Kriging

Kriging is a group of geostatistical techniques to interpolate the value of a random field (e.g., the soil variables as a function of the geographic location) at an un-sampled location from known observations of its value at nearby locations. The main statistical assumption behind kriging is one of stationarity which means that statistical properties (such as mean and variance) do not depend on the exact spatial locations, so the mean and variance of a variable at one location is equal to the mean and variance at another location. The basic idea of kriging is to predict the value at a given point by computing a weighted average of the known values of the function in the neighborhood of the point. Unlike other deterministic interpolation methods such as inverse distance weighted (IDW) and Spline, kriging is based on auto-correlation-that is, the statistical relationships among the measured points to interpolate the values in the spatial field. Kriging is capable to produce prediction surface with uncertainty. Although stationarity (constant mean and variance) and isotropy (uniformity in all directions) are the two main assumptions for kriging to provide best linear unbiased prediction, however, there is flexibility of these assumptions for various forms and methods of kriging.

Steps of kriging:

  1. computation of average sample to sample variability of samples falling within the radius of search;

  2. selection of nearest samples lying within the radius of search;

  3. establishment of kriging matrices involving setting up of a semivariance matrix that contain expected sample variabilities for each of the neighborhood sample values, and setting up of a matrix that contain the average variability between each of the nearest neighborhood sample values and the block;

  4. establishment of kriging coefficient matrix; and

  5. multiplication of kriging coefficients by their respective sample values to provide kriged estimates (KE). The kriging variance (KV) is calculated from the sum of the products of the weight coefficients and their respective sample block variances. An extra constant, the lag-range multiplier is added to minimize the variance.

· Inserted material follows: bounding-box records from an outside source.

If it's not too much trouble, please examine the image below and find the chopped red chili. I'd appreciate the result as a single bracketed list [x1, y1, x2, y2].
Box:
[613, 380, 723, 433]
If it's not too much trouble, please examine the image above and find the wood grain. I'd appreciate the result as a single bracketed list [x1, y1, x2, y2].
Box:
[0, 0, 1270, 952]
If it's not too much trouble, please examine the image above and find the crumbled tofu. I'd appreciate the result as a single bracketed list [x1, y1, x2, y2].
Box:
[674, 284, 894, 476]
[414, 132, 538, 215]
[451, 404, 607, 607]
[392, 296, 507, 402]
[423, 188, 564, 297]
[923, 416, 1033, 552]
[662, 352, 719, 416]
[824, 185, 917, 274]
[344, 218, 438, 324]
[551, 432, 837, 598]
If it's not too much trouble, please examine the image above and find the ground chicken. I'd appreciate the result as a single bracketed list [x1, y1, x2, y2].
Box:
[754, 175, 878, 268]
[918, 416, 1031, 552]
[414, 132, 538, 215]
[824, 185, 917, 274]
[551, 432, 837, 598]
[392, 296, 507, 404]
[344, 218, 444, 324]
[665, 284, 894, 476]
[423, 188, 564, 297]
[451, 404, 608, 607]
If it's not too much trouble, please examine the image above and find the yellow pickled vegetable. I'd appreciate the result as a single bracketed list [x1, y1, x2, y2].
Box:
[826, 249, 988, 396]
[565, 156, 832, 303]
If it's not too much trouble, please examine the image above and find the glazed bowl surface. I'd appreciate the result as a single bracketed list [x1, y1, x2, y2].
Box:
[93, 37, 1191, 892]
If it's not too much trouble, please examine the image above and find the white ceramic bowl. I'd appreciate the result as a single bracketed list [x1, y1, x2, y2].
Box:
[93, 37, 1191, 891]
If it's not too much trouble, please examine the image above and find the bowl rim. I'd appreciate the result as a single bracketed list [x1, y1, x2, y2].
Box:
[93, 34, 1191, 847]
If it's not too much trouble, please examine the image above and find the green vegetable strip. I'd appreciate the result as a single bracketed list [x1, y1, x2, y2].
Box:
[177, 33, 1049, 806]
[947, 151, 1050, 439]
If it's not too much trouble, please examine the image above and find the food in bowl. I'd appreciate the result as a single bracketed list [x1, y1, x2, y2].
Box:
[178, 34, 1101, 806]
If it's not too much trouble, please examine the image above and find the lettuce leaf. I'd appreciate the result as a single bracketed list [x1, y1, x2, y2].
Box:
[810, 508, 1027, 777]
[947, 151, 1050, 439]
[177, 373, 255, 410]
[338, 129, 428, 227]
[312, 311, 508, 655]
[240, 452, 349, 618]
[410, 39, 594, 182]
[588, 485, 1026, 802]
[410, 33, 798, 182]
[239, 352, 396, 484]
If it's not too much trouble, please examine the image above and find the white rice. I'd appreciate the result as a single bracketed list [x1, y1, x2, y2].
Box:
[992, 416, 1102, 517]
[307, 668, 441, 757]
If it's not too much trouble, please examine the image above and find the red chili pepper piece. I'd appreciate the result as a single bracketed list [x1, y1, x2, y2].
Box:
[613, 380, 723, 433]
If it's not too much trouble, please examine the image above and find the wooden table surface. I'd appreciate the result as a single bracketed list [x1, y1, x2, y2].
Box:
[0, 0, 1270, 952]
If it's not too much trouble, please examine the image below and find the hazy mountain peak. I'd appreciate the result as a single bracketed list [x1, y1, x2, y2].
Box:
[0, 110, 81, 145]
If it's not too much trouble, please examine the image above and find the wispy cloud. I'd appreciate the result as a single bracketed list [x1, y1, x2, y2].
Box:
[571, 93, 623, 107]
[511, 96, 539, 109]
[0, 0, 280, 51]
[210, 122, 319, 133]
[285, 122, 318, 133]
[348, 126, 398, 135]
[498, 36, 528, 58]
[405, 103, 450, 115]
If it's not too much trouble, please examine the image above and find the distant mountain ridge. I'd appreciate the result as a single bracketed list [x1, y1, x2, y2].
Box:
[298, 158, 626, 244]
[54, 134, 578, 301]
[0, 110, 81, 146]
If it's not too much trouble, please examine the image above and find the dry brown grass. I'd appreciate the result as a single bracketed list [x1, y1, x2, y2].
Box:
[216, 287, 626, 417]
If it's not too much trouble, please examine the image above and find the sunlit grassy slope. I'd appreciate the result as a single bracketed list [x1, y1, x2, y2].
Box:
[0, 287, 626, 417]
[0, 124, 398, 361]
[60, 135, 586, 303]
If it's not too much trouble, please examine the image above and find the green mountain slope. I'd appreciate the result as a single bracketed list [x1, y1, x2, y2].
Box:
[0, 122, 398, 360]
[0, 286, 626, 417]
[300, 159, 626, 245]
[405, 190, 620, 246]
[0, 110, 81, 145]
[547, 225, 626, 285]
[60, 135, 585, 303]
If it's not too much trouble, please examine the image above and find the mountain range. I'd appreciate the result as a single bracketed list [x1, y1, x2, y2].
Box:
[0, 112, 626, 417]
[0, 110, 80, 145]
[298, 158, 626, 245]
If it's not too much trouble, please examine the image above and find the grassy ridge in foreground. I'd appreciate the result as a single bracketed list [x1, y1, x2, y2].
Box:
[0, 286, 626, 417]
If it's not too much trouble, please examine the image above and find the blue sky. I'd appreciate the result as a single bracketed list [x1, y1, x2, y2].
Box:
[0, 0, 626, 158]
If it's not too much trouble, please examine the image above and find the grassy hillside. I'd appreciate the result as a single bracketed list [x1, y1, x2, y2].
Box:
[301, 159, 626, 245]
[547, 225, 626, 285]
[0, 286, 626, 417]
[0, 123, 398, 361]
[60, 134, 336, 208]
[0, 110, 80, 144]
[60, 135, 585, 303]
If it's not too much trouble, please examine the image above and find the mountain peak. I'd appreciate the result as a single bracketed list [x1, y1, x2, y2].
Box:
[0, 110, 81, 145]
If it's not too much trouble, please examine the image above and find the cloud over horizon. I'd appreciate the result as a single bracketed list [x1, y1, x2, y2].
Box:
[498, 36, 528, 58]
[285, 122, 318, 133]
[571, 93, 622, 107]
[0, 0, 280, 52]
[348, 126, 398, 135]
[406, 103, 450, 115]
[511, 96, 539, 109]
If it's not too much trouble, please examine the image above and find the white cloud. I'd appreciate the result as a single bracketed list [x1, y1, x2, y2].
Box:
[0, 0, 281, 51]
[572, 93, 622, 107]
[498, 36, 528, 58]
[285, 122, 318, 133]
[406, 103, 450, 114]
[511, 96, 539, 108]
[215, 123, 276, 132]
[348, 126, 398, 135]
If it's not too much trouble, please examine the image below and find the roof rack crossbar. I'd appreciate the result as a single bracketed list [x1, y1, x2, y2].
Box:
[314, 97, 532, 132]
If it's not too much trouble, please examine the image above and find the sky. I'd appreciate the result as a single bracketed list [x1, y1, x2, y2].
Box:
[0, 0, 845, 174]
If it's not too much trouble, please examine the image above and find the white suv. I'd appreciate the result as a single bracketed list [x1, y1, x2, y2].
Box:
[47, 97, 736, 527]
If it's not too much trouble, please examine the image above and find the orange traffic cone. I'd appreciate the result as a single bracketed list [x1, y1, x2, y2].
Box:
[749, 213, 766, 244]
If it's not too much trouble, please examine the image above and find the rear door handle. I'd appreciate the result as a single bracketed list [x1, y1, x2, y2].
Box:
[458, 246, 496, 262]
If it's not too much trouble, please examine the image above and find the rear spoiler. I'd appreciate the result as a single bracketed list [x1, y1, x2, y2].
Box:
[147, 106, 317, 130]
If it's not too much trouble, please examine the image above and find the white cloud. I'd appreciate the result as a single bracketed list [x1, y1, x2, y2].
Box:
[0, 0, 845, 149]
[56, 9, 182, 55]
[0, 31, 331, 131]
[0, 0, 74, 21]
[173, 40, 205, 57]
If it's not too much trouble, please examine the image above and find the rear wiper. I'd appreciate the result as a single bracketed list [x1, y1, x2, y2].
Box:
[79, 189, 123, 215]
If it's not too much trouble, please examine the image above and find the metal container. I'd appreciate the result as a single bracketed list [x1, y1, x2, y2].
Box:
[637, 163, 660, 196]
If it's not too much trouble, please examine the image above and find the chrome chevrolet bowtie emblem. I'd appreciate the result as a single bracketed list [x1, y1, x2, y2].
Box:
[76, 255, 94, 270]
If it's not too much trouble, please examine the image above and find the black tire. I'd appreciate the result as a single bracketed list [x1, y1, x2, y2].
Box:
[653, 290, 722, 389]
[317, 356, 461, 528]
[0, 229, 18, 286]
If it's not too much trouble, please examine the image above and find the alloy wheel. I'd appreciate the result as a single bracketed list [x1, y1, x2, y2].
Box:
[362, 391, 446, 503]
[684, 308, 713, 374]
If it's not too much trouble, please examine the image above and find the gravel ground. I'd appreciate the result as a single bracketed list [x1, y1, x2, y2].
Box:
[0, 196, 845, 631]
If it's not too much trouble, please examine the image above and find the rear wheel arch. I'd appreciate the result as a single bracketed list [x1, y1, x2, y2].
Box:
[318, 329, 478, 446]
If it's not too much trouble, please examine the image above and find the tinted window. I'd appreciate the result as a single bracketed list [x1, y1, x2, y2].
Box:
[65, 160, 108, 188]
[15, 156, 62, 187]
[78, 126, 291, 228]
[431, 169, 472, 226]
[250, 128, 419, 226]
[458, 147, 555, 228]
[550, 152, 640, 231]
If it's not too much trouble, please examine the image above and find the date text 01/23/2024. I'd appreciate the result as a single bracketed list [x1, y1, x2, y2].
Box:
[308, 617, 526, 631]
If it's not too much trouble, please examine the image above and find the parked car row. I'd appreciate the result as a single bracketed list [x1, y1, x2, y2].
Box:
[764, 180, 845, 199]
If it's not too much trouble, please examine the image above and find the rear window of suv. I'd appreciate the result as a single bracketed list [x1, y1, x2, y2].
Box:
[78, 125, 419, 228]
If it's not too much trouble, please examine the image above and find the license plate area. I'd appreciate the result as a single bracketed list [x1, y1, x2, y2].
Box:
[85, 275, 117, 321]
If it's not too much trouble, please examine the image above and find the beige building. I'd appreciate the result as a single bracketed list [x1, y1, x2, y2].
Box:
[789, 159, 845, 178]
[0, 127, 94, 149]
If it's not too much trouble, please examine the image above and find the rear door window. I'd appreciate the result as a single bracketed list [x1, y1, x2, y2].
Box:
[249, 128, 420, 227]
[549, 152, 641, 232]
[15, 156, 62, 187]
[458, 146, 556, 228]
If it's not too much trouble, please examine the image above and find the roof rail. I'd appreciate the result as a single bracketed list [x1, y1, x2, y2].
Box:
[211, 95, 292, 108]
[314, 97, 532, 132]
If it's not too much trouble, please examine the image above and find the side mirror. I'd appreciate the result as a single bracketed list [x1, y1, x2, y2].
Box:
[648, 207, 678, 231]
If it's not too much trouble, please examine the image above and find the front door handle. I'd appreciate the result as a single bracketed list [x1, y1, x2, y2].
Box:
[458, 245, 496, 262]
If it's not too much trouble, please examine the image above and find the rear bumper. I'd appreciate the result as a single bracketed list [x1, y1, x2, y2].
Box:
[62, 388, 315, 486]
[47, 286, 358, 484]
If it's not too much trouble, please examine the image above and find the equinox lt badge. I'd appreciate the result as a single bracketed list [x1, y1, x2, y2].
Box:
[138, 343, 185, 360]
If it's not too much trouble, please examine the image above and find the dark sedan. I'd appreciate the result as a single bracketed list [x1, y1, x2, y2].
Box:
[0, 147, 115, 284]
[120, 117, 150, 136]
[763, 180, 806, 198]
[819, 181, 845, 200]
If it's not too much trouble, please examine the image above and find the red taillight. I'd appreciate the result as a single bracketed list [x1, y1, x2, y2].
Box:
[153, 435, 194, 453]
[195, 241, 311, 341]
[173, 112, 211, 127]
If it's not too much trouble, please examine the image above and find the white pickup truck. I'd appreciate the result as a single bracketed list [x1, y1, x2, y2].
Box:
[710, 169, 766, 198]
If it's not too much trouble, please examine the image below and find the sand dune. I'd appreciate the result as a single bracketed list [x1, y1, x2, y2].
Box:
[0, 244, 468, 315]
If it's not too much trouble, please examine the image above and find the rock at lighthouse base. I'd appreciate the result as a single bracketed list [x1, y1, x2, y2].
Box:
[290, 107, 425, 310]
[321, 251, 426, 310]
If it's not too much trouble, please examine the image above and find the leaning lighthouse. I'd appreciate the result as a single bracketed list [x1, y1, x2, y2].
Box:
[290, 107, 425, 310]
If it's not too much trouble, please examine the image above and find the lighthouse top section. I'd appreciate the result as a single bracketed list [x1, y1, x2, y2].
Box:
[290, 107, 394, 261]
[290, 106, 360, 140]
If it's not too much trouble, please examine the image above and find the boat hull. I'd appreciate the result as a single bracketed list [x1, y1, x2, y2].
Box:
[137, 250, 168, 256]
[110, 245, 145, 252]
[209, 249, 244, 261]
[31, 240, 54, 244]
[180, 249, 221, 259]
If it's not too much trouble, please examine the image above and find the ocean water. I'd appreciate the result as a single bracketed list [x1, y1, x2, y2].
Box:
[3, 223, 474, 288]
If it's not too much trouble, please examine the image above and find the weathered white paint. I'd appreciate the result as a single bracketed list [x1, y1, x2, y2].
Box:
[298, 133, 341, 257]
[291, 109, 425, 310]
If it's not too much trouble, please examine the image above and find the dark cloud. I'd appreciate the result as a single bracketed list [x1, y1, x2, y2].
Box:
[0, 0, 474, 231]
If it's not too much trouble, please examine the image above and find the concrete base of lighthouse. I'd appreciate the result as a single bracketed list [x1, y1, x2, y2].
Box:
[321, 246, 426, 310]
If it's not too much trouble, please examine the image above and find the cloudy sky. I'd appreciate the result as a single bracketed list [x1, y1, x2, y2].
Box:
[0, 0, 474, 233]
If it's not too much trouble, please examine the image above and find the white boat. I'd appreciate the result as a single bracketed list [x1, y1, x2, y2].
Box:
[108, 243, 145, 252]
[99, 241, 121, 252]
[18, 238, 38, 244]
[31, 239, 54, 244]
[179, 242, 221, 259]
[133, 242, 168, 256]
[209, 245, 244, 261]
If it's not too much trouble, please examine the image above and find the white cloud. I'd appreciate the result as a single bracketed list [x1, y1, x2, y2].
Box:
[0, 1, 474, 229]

The weights are determined from the variogram based on the spatial structure of the data. The general formula for both interpolators is formed as a weighted sum of the data:

Types of Kriging

The six most common sub-types of kriging, including:

Ordinary kriging (OK)

Ordinary kriging (OK) is the most widely used kriging method. It is a linear unbiased estimators since error mean is equal to zero. In OK, local mean is filtered from the linear estimator by forcing the kriging weights to sum to 1. The OK is usually preferred to simple kriging because it requires neither knowledge nor stationarity of mean over the entire area

Universal Kriging (UK)

Universal Kriging (UK) is a variant of the Ordinary Kriging under non-stationary condition where mean differ in a deterministic way in different locations (local trend or drift), while only the variance is constant. This second-order stationarity (“weak stationarity”) is often a pertinent assumption with environmental exposures. In UK, usually first trend is calculated as a function of the coordinates and then the variation in what is left over (the residuals) as a random field is added to trend for making final prediction.

Co-Kriging (CK)

Co-kriging (CK) is an extension of ordinary kriging in which additional observed variables (know as co-variate which are often correlated with the variable of interest) are used to enhance the precision of the interpolation of the variable of interest. Unlike regression and universal kriging, Co-Kriging does not require that the secondary information is available at all prediction locations. The co-variable may be measured at the same points as the target (co-located samples), at other points, or both. The most common application of co-kriging is when the co-variable is cheaper to measure than the target variable.

Regression kriging

Regression kriging (RK) mathematically equivalent to the universal kriging or kriging with external drift, where auxiliary predictors are used directly to solve the kriging weights. Regression kriging combines a regression model with simple kriging of the regression residuals. The experimental variogram of residuals is first computed and modeled, and then simple kriging (SK) is applied to the residuals to give the spatial prediction of the residuals.

Indicator kriging

Indicator kriging (IK) is a non-parametric geostatistical method where environmental variables are discretized a range of variation by a set of thresholds (e.g. deciles of sample histogram, detection limit, regulatory threshold) and transformed each observation into a vector of indicators of non-exceedance of each threshold. Then, kriging is applied to the set of indicators and estimated values are assembled to form a conditional cumulative distribution function (ccdf). The mean or median of the probability distribution can be used as an estimate of the pollutant concentration. Indicator kriging provides a flexible interpolation approach that is well suited for data sets where: 1) many observations are below the detection limit, 2) the histogram is strongly skewed, or 3) specific classes of attribute values are better connected in space than others (e.g. low pollutant concentrations) (Goovaerts, 2009).

The OK, UK or RK interpolation methods can be applied in one of two forms Punctual/point or Block. Punctual Kriging (the default) estimates the value at a given point and is most commonly used. Block Kriging uses the estimate of the average expected value in a given location (such as a “block”) around a point. Block Kriging provides better variance estimation and has the effect of smoothing interpolated results.